Your RAW Files Won't Spoil
If you've been shooting RAW long enough, you probably have a fair bit of space filled with old files. I've noticed that most of us work only on our freshest captures, having already dealt with previous batches. But RAW files don't go bad over time, and revisiting them can often be time well spent.
So here's the way things usually play out. You come home from a trip and unpack your camera gear. If you've been camping, you take a shower. After you've taken care of necessary tasks, eventually, you settle in to download the images you've captured onto your computer. If you're like me, you've probably already done some culling of good shots from bad, but it's hard to do too much work on them until you get in front of a proper monitor. Even a good laptop can't do justice to the job at hand. The bigger the monitor screen, the better, and it needs to be color managed, too.

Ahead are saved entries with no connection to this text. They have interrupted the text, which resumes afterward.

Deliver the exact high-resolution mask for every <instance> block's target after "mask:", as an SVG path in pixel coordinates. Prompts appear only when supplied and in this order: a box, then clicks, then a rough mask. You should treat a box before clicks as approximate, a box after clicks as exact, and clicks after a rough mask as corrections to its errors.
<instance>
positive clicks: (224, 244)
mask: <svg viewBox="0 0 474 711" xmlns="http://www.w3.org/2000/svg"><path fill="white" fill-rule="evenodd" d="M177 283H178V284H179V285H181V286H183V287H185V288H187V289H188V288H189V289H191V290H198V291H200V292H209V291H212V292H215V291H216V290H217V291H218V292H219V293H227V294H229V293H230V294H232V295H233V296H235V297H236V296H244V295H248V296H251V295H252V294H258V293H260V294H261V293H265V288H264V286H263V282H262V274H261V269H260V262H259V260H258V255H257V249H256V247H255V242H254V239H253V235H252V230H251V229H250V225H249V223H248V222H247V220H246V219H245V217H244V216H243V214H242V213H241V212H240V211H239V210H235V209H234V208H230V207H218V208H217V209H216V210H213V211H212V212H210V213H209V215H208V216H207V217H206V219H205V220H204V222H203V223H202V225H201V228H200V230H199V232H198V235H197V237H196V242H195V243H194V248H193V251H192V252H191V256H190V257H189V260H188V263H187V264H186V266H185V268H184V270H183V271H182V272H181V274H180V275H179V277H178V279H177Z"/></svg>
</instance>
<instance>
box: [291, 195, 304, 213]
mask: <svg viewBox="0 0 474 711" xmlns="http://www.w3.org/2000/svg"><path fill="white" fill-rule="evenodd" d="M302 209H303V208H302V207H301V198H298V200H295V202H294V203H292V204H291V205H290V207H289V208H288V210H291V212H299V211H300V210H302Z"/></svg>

Depending on the number of new images you have, it may take you one or perhaps several sessions to optimize them all properly. There's no sense in rushing because you want to do the best job you can. But at some point, you clear out your inbox, having satisfied yourself you've done what you can. Hopefully, a few images are genuinely stunning, but there are also probably some that didn't work out for whatever reason. At least a some no doubt fall in between these two ends of the spectrum, defying your best efforts to save but close enough to make you mutter "if only" under your breath. "Missed it by that much," as the saying goes.
But once you've done what you can to all your new images, most of us will start longing to get back out there to try again. "If at first, you don't succeed," and all that. Rarely do we revisit the images we've shot in the past. Maybe we go back to some recent ones that seemed to hold promise, but as they fall further and further into the past, they get forgotten about, occupying hard drive space but not our attention. Please, tell me I'm not the only one.
I've noticed I have a similar problem with the food in my refrigerator. When I get home from the grocery store, I want to eat the stuff I just bought. Don't get in my way if I brought a pint of Ben and Jerry's ice cream. What remains of the existing refrigerator contents gets increasingly unlikely to be eaten because my meals tend mostly come from the new stuff. At some point, I realize that the last portion of cheddar has mysteriously turned into blue cheese, or probably something that resembles it. Please, tell me I'm not the only one. But if I don't eat what I put in the refrigerator, it will eventually become questionable enough that I part with it by means other than my digestive tract. Raw food eventually spoils.
Thankfully, not so with RAW files. These things may show their technical limitations compared with output from newer camera models, but their creative potential stays fresh as ever in the back corners of our hard drives. All we have to do to sample their hidden goodness is make room in our schedule to open them and have a taste.
I've noticed that my skill with optimizing images has improved over the years. It makes sense that the more experience you have with doing something, the better you will become, and working with image editing software is no different. Practice probably never gets us to perfection, but it certainly helps. Eventually, you actually understand what an unsharp mask is and how it gets used in sharpening. One day, you wake up and find that color management makes sense and stop arm wrestling with color when printing. Your familiarity with other tools grows similarly. Extending our food analogy, you become a better cook at optimizing your RAW files.
The tools themselves keep getting better, too. It seems this is even more true in the past few years with the coming of smarter software. Our artificial intelligence overlords have been adding AI to just about everything of late. Tasks that used to be impossibly time consuming, if possible at all, can now be done with a few clicks. And the pace of technology is speeding up. Photoshop is so much better than it once was, and there was a time when Lightroom didn't even exist. And a slew of excellent third-party applications from Skylum, DxO, and others have joined them, resulting in a competitive environment we all benefit from, regardless of your program of choice. Even if measured simply in raw computer processing power, a lot has changed since I bought my first digital camera. Were we talking about the kitchen rather than the darkroom, we could relate this to microwaves and sous vide cookers. A friend recently bought a computer-controlled oven with convection heat and steam that lets anyone cook like a master chef. Technology is finding its way into everything. Even if you aren't the next Iron Chef, you can improve your cooking with better tools.
So allow me to recommend you do some digging in the back of your metaphorical digital darkroom refrigerator and see what hidden delights may await you. Your skills, honed through years of practice, coupled with the improved software and hardware brought to us through technological innovation and competition, can make all the difference in the world. Go back and find those images you wish you could have done better on and give them another try. You may find your dream for them no longer just out of reach. With the right digital seasoning and just the proper application of tools and techniques, you may find a mouth-watering delight waiting for you in that subdirectory of images from your trip to the Rockies years ago.
Hopefully, I've at least whet your appetite here. You'll never know until you try, and your odds go up the more old RAW files you have. It's a good thing they never spoil the way raw food in the kitchen does.